Cameroun: La logique des écrits de Marafa :: Cameroon

Les lettres et tribunes de Marafa, loin d’être le fait du hasard, contribuent à conforter ses ambitions politiques.
Marafa Hamidou Yaya a encore écrit. Il avait prévenu, il ne s’arrêtera pas. Dans Jeune Afrique de cette semaine, il publie une tribune sur un projet d’Afrique centrale: l’Afrique centrale des deux océans (A020, comme il l’intitule. Sa proposition est une réponse à la situation actuelle en République centrafricaine, qui a des répercussions sur ses voisins, dont le Cameroun, mais surtout une proposition pour combattre l’extrémisme islamiste.
Mais, cette énième sortie de Marafa Hamidou Yaya confirme surtout une certaine logique qui se dessinait déjà dans ses correspondances précédentes. L’ancien ministre d’Etat et secrétaire général à la présidence de la République a depuis longtemps exprimé son ambition d’aller en compétition pour le pouvoir. Et ni son interpellation, ni sa condamnation n’ont modifié ses desseins. La preuve, dans la lettre qui a suivi sa condamnation, il écrivait: «La vie est un maître sévère. Les épreuves qu’elle m’impose aujourd’hui sont le moyen de lui rendre un compte rigoureux de ma volonté, de mon engagement et de ma capacité à conduire notre Pays sur le chemin du changement et de l’espoir. Je suis prêt.

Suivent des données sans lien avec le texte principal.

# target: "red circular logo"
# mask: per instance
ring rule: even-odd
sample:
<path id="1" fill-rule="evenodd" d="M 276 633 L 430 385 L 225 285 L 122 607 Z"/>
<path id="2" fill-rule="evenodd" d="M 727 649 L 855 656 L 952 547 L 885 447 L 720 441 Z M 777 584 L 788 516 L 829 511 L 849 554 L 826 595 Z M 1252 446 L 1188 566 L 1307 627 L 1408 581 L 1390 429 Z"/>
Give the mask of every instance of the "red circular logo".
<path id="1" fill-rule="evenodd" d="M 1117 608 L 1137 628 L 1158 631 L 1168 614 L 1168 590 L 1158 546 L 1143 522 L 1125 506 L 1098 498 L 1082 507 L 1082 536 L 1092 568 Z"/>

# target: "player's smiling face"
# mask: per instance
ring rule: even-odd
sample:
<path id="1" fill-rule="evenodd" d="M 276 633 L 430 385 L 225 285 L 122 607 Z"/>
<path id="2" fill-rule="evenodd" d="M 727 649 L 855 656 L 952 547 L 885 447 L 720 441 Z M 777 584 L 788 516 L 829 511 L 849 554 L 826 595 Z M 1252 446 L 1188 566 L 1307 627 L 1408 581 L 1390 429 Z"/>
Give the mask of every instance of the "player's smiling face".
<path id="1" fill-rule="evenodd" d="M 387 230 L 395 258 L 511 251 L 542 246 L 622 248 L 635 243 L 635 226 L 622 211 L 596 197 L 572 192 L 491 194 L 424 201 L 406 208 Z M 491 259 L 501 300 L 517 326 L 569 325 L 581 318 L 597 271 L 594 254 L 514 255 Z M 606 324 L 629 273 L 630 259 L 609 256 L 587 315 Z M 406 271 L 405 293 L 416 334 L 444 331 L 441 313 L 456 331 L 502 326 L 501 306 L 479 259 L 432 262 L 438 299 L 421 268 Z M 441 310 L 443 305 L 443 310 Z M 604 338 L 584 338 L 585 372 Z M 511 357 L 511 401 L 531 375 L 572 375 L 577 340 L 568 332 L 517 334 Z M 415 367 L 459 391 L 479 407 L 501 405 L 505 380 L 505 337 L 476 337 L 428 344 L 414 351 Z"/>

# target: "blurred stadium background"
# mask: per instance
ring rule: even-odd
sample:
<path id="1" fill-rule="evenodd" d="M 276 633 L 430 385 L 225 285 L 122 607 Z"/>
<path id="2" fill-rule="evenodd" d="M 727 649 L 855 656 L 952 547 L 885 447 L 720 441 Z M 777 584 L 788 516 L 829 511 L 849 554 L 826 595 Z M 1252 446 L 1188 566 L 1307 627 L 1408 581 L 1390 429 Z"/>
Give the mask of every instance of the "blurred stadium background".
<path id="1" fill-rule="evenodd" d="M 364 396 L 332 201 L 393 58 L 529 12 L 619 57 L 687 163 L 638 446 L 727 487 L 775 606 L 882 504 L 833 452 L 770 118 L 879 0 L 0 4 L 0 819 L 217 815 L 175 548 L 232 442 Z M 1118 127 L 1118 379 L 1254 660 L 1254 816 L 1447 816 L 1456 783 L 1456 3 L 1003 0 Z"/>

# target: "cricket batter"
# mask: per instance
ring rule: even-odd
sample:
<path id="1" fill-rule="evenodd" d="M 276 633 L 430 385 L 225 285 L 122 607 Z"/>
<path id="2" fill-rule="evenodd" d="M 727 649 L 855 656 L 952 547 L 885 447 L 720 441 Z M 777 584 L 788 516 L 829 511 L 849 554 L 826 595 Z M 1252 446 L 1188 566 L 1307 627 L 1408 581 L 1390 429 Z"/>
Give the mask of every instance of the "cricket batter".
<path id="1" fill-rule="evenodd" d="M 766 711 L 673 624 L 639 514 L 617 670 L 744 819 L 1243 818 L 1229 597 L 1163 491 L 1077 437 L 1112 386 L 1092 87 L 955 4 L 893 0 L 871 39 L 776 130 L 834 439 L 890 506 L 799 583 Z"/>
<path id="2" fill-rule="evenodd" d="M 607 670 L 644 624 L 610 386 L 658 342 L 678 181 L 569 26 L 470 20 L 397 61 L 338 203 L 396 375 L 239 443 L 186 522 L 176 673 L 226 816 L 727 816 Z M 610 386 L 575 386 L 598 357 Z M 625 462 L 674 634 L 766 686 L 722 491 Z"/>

Marafa Hamidou Yaya indiquait ainsi sa volonté de poursuivre son combat. Et dans ce combat, ses différents écrits constituent l’une de ses principales armes. Et à les regarder aujourd’hui, il apparaît clairement qu’ils ne sont pas faits au hasard et peuvent être rangés en différents groupes, selon le genre, les destinataires, le Sujet et les médias utilisés.

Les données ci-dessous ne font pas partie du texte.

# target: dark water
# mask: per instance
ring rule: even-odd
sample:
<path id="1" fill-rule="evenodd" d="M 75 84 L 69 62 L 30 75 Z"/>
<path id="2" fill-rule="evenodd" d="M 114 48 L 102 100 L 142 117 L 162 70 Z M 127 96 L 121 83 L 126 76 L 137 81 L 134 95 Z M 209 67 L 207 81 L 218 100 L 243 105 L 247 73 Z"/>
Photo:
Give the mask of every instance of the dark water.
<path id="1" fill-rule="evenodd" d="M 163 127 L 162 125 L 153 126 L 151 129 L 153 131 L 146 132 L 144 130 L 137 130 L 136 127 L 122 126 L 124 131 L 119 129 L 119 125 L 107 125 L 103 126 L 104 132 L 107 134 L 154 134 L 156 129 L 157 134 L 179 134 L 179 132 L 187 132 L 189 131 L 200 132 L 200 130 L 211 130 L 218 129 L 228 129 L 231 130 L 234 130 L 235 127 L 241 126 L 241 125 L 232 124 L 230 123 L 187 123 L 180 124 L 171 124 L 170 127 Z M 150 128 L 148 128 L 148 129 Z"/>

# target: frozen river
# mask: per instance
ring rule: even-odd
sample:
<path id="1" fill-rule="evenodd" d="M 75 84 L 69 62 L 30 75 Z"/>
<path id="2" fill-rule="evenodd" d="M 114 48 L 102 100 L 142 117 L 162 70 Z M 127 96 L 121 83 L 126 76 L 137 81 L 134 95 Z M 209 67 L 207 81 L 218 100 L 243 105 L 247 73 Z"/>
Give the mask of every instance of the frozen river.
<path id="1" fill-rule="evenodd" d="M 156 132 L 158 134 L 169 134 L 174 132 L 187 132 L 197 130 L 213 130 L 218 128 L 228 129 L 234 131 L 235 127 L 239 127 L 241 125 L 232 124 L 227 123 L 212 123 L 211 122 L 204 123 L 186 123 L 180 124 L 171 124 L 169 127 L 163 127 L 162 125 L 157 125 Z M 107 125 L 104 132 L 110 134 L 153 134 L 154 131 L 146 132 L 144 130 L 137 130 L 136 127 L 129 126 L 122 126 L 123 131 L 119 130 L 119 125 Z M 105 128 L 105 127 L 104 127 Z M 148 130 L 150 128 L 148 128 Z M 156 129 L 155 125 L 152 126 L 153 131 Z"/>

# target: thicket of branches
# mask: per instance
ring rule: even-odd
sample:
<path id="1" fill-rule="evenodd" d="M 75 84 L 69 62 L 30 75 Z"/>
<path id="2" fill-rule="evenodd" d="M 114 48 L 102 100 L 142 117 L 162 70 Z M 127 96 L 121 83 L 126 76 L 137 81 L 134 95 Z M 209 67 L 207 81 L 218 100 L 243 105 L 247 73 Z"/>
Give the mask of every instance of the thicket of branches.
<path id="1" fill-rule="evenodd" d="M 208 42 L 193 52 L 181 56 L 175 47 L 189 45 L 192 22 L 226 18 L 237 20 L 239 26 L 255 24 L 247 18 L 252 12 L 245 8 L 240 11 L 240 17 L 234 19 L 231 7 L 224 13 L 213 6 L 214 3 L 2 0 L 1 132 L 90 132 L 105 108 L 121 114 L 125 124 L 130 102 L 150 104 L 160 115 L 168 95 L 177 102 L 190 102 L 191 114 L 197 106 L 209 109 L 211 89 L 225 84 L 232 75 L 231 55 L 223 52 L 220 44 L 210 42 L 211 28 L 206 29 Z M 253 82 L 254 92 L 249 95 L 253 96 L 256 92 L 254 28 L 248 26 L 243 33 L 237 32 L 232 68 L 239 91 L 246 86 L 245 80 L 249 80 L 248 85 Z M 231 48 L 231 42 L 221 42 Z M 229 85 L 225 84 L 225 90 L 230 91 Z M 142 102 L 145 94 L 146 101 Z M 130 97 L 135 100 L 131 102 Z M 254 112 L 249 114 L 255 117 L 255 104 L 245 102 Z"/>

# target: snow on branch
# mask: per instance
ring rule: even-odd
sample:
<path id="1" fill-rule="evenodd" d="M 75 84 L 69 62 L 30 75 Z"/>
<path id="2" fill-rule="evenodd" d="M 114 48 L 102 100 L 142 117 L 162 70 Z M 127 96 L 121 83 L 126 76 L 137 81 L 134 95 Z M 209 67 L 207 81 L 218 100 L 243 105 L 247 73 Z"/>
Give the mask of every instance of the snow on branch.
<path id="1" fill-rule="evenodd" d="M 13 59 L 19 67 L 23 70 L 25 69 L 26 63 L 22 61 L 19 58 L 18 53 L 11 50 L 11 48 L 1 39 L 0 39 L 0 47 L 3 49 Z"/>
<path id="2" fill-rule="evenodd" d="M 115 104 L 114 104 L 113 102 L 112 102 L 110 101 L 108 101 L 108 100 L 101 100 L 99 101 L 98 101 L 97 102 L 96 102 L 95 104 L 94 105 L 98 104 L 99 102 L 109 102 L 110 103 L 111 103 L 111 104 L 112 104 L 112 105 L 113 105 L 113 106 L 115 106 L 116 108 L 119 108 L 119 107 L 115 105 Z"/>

Les premières sorties de Marafa étaient des lettres. Leurs destinataires ont été parfois le Président Paul Biya, parfois le peuple camerounais et elles étaient publiées dans la presse camerounaise. Ces lettres concernaient sa situation personnelle (première), la loi électorale au Cameroun (deuxième), l’affaire de l’avion présidentiel pour laquelle il sera plus tard condamné (troisième) ou encore sur ses projets de pouvoir (cinquième).

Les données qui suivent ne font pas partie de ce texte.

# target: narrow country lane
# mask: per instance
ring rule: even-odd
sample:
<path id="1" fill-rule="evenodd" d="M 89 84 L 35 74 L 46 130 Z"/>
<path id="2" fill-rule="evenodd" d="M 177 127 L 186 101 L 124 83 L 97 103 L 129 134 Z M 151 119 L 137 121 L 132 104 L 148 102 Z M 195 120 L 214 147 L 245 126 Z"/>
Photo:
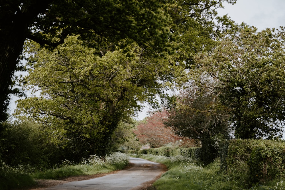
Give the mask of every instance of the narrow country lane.
<path id="1" fill-rule="evenodd" d="M 132 166 L 116 173 L 88 180 L 73 181 L 44 189 L 53 190 L 140 189 L 144 183 L 153 181 L 165 171 L 163 165 L 138 158 L 131 158 Z"/>

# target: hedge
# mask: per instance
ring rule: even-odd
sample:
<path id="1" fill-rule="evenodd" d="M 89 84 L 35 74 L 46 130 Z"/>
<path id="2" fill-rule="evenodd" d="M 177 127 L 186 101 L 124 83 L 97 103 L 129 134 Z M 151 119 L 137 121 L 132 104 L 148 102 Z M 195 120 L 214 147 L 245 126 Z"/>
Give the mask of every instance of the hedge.
<path id="1" fill-rule="evenodd" d="M 221 169 L 249 184 L 285 177 L 285 143 L 264 140 L 232 140 L 220 146 Z"/>
<path id="2" fill-rule="evenodd" d="M 139 155 L 152 154 L 167 157 L 181 155 L 194 160 L 201 160 L 201 147 L 182 148 L 162 146 L 159 148 L 140 150 L 137 151 Z"/>

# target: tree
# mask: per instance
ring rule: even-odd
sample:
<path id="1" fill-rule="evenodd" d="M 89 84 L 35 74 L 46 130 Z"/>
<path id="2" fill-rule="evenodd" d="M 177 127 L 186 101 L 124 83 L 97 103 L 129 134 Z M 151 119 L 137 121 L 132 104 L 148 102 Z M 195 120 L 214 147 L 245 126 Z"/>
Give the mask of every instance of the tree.
<path id="1" fill-rule="evenodd" d="M 6 118 L 12 76 L 26 39 L 53 48 L 79 34 L 100 54 L 122 39 L 145 48 L 170 50 L 164 1 L 22 0 L 0 2 L 0 121 Z"/>
<path id="2" fill-rule="evenodd" d="M 134 132 L 142 144 L 149 144 L 151 147 L 157 148 L 170 143 L 177 144 L 178 141 L 183 138 L 165 127 L 164 122 L 168 114 L 166 110 L 154 113 L 137 126 Z"/>
<path id="3" fill-rule="evenodd" d="M 192 71 L 218 81 L 214 91 L 230 109 L 237 138 L 278 137 L 285 119 L 284 29 L 256 30 L 242 24 L 225 34 Z"/>
<path id="4" fill-rule="evenodd" d="M 27 85 L 41 95 L 18 106 L 19 114 L 58 133 L 64 148 L 81 158 L 106 154 L 118 123 L 140 109 L 140 102 L 155 101 L 164 83 L 181 71 L 167 59 L 148 57 L 134 43 L 129 56 L 118 48 L 101 56 L 79 38 L 70 36 L 52 51 L 27 44 Z"/>
<path id="5" fill-rule="evenodd" d="M 126 40 L 121 44 L 122 46 L 134 41 L 145 48 L 169 53 L 176 49 L 176 44 L 171 44 L 176 43 L 175 34 L 180 32 L 174 26 L 176 23 L 172 24 L 168 12 L 176 22 L 186 23 L 180 21 L 180 13 L 183 12 L 185 18 L 203 18 L 207 14 L 210 18 L 216 13 L 212 8 L 221 6 L 224 1 L 233 4 L 235 0 L 2 1 L 0 121 L 6 118 L 9 95 L 18 92 L 17 89 L 15 92 L 12 90 L 11 79 L 23 58 L 20 55 L 26 39 L 52 49 L 63 43 L 69 35 L 79 34 L 82 39 L 88 40 L 88 45 L 95 48 L 98 54 L 106 47 L 118 45 L 123 39 Z M 170 32 L 170 25 L 175 31 Z M 195 28 L 192 36 L 197 39 L 205 36 L 203 32 L 197 33 L 202 28 Z"/>
<path id="6" fill-rule="evenodd" d="M 165 122 L 176 134 L 200 141 L 201 160 L 206 164 L 218 155 L 216 143 L 229 139 L 231 132 L 226 112 L 217 106 L 217 95 L 209 94 L 207 90 L 189 86 L 180 93 Z"/>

Mais Marafa Hamidou Yaya s’est exprimé aussi dans des médias autres que les journaux camerounais. Notamment à travers une interview au site Internet Slate Afrique et une tribune dans le quotidien français Le Monde. Dans ces cas-là, il était clair que Marafa s’adressait à un public autre que camerounais. L’interview a évoqué divers sujets, mais la tribune dans le quotidien Le Monde, qui a coïncidé avec le séjour de Paul Biya en France, s’est intéressé à l’après-Biya et à la question du pétrole au Cameroun.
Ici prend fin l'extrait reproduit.